Iterate Faster on Machine Learning Workloads with Parallel Processing
You may have discovered that machine learning (ML) models are never really ‘Done’. Instead, the ML lifecycle is a continuous process of adding more data, tweaking the model, and constant evaluation. Two crucial elements drive this cycle: your dataset needs to have a significant amount of data, sometimes petabytes of data, to train the model properly. In addition, identifying which algorithms work best can only be found through repetitive experimentation.
Ingesting large datasets and prepping the data for complex data transformations all require time. This is especially true with unstructured data such as video and images because the datasets are often enormous. The time required for running and re-running these projects can be prohibitive, which often means less experimentation and smaller datasets. That’s an antipattern that goes against the iterative nature of the ML lifecycle. The answer to this conundrum is parallel or distributed processing, which allows you to process petabytes or more of data rapidly.
With parallelization, you will be able to gather and process information within datasets and entire pipelines more quickly. More importantly, you can increase experimentation and use all your data to train your model rather than just a subset of data.
We can explore this further by diving into some key concepts:
Let’s first start by examining serial processing, the default methodology. Typically, a workload consists of a set of jobs. These jobs are executed in sequence, one after the other to complete the workload. If we have a single worker, completing these jobs in sequence, then this is serial processing.
The challenge with serial processing is that there’s only so much you can do on one machine, even the largest, high-powered machines available. Given the enormous amount of data used in machine learning, sequentially running through all the jobs in a workload could easily take weeks to complete with serial processing.
With parallel processing, a job itself is broken up into multiple, smaller chunks of work, each of which is able to be processed individually. Multiple workers can then be used to process each chunk of work at the same job, starting in sync and ending in sync.
Think about an F1 race. In a pit stop you could have a person change each wheel on the car, one after the other. But it’s much more efficient to use parallel processing and have 4 people, one to change each wheel, to complete the job much faster.
It can take a significant amount of time and effort to curate the datasets you want to use in a data science project. If a job takes 100 hours with one worker, it will take 50 hours with 2 workers, 33 hours with 3 workers, and so on. The time saved enables you to iterate faster and more often. Given that data scientists are expensive resources, time saved is money in the bank because they’re not waiting for pipelines to finish. Better ML models allow your organization to be more competitive, deliver beloved customer experiences, or optimize clinical outcomes.
Doesn’t Kubernetes automatically support parallelization?
The short answer is no!

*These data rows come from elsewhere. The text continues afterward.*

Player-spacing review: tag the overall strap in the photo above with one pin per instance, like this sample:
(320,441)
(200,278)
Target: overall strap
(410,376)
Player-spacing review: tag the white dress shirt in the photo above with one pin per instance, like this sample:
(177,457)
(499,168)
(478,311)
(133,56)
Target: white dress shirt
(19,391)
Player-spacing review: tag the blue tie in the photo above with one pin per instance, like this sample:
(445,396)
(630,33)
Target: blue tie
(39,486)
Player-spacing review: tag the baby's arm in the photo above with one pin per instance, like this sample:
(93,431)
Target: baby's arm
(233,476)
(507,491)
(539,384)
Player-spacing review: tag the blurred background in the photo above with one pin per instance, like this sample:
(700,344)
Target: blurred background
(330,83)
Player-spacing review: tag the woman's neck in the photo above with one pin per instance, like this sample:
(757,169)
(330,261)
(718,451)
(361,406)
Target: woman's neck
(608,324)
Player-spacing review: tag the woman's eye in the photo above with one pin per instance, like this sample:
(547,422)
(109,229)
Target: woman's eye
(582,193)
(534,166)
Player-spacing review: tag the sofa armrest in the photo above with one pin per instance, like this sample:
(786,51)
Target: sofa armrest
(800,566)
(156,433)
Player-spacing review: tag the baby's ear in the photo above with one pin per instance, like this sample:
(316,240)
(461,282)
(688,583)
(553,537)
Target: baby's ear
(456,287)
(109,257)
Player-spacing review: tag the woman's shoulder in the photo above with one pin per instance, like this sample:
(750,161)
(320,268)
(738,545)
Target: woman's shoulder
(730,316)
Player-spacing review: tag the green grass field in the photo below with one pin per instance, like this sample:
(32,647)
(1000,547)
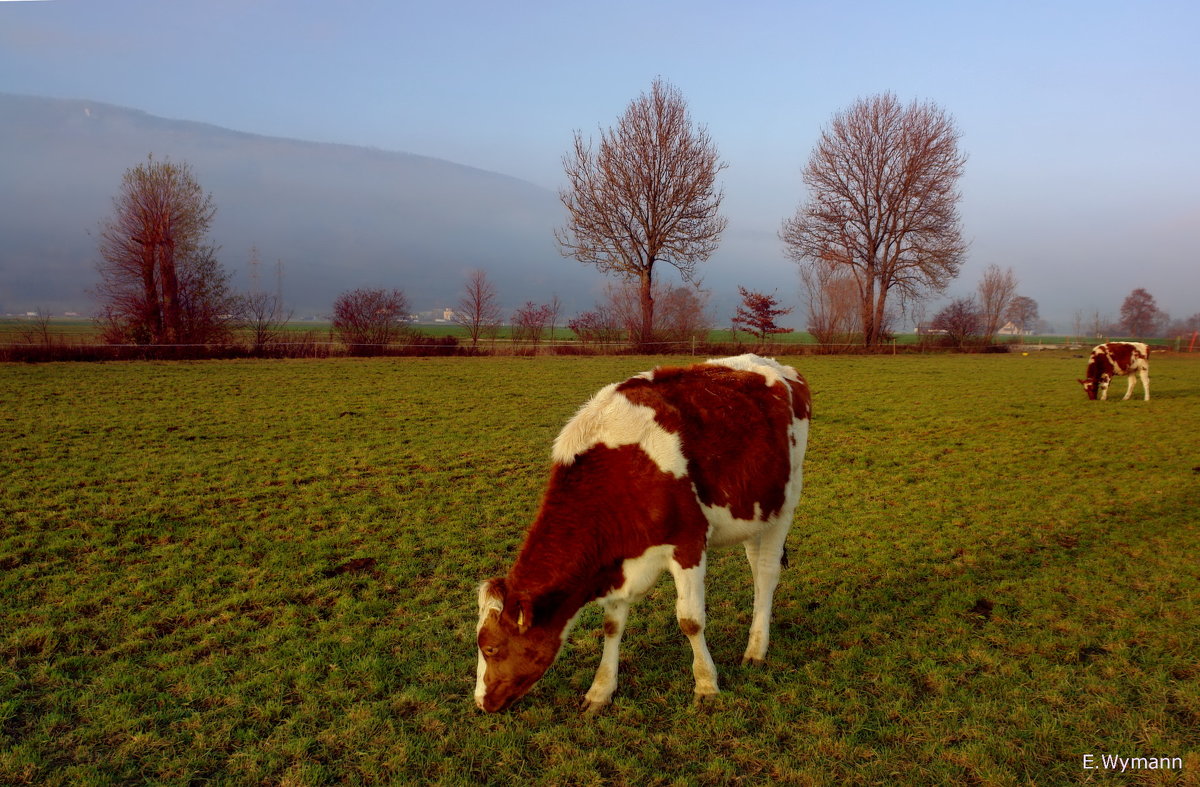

While Kubernetes is the most popular container orchestration tool with many features such as autoscaling, this is not the same as parallelization. Autoscaling allows Kubernetes to spin up multiple copies of the user’s code but it has no mechanism to split up the data processing.
Jobs that have no dependency on each other can be executed concurrently. This means multiple jobs can be executed simultaneously with each job assigned to a worker. Autoscaling in Kubernetes enables concurrency, it can scale the number of pods or workers that are processing concurrent jobs. Concurrent processing is similar to real-life multitasking, jobs don’t need to be started or completed at the same time, they just overlap with each other.
Let’s examine concurrency from the worker angle. Kubernetes can spin up workers to manage concurrent pods/jobs but each worker is only working on one job at a time. With parallel processing, each worker can be working on a portion of the same job, resulting in enormous scalability.
How Pachyderm delivers scalability
Normally, you need to change your code to enable parallel processing because by default, code is single-threaded or serially processed. Parallel processing requires hard coding how the data would be chunked, processed, and reassembled. Pachyderm is a data pipelining and ML operations solution that natively supports parallel and concurrent processing.
As shown in the image below, Pachyderm shards or chunks up the data into datums. Because a datum is a single unit of work, it can be processed in isolation. A datum is user defined and can be a single database record, an image, single or multiple files. This has a powerful scalability benefit because datums break up a job. When any datum can be processed in parallel with the others, the work can be allocated to any available workers.
In parallel processing, a job is distributed amongst multiple workers
Pachyderm leverages the underlying Kubernetes layer to orchestrate your jobs concurrently, processing your data in parallel. As a result, users have access to unprecedented scale with both parallel and concurrent processing while not having to add complex logic to their codebase.
Parallel processing isn’t required for every ML workload, you won’t see much performance gains with smaller datasets and simple transformations. However, If you’re doing intense data processing or complex machine learning workflows, parallelism offers powerful scalability. With the ever growing size of datasets, and the desire to use as much data as possible for training, parallel processing has become a must have for today’s organizations. Pachyderm natively supports parallel and concurrent processing, reducing the time required to run pipelines and iterate on ML models, so you can identify and optimize your champion model faster.